N.J.S.A. 2C:17-3a(l) criminal mischief is an offense against tangible property and therefore as a lesser included offense it would have to be included within N.J.S.A. 2C:17-la(2) aggravated arson, which requires having a purpose to destroy a “building or structure.” The jury, however, acquitted defendant of that crime and found him guilty only of a crime against the person. We fail to see how defendant could have avoided that conviction had the judge instructed the jury to consider whether he is also guilty of a lesser property offense. Any error in failing to give such an instruction was clearly harmless. R. 2:10-2.
Besides, N.J.S.A. 2C:17-3a(l) criminal mischief, though in part defined as purposely or knowingly damaging “tangible property,” is not a lesser offense included within aggravated arson where the defendant either ordered that the building or structure be set on fire to endanger a person or did not order *220the fire at all. Purposeful or knowing criminal mischief typically involves damage to property without such a potential for disaster. See, e.g. State v. Clarke, 198 N.J.Super. 219, 225-226 (App.Div.1985) (breaking a window with a rock).
N.J.S.A. 2C:17-3a(2) criminal mischief prohibits “tampering” with tangible property so as to endanger person or property. The offense is distinct from 2C:17-3a(l) criminal mischief because one can endanger person or property by tampering with property without damaging it. The unauthorized throwing of a railroad switch is a common example. II Final Report of the New Jersey Criminal Law Revision Commission: Commentary 208 (1971). Setting a building on fire is not merely tampering with the building.

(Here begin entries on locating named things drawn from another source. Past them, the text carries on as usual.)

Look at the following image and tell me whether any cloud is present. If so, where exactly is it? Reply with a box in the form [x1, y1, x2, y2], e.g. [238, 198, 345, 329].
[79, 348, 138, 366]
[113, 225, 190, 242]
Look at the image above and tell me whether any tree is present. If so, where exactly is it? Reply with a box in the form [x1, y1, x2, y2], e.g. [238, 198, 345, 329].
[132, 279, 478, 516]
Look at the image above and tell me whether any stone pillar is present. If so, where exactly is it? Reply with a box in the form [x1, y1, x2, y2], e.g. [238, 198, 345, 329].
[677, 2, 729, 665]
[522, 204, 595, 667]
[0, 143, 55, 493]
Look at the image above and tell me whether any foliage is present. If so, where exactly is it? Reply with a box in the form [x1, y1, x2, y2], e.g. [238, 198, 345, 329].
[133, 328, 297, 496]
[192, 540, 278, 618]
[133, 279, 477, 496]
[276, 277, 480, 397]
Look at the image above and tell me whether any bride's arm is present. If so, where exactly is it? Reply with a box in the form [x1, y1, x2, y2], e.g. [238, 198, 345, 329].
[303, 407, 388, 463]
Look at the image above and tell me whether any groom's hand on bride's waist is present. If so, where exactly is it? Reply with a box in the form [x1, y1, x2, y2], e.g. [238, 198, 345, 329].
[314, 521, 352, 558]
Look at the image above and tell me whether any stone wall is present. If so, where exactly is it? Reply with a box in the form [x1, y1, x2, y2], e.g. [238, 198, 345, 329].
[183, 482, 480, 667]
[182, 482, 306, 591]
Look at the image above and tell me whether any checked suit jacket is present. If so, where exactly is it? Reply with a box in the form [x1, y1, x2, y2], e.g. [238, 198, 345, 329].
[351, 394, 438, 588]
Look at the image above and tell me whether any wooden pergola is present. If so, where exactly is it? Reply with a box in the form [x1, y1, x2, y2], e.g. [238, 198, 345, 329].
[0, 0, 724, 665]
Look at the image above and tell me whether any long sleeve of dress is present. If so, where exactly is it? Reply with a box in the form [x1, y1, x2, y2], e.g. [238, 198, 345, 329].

N.J.S.A. 2C:33-2a(2) provides:
a. Improper behavior. A person is guilty of a petty disorderly persons offense, if with purpose to cause public inconvenience, annoyance or alarm, or recklessly creating a risk thereof he
(2) Creates a hazardous or physically dangerous condition by any act which serves no legitimate purpose of the actor.
“Public” means affecting or likely to affect persons in a place to which the public or a substantial group has access; among the places included are highways, transport facilities, schools, prisons, apartment houses, places of business or amusement, or any neighborhood.
Evidence that defendant set a building on fire with the purpose of endangering a police officer who was inside is evidence of aggravated arson, not merely the petty disorderly persons offense of.purposely causing inconvenience, annoyance or alarm to the general public.
Affirmed.
The offense is a disorderly persons offense or a crime of the fourth or third degree, depending on the amount of the "pecuniary loss." N.J.S.A. 2C:17-3b.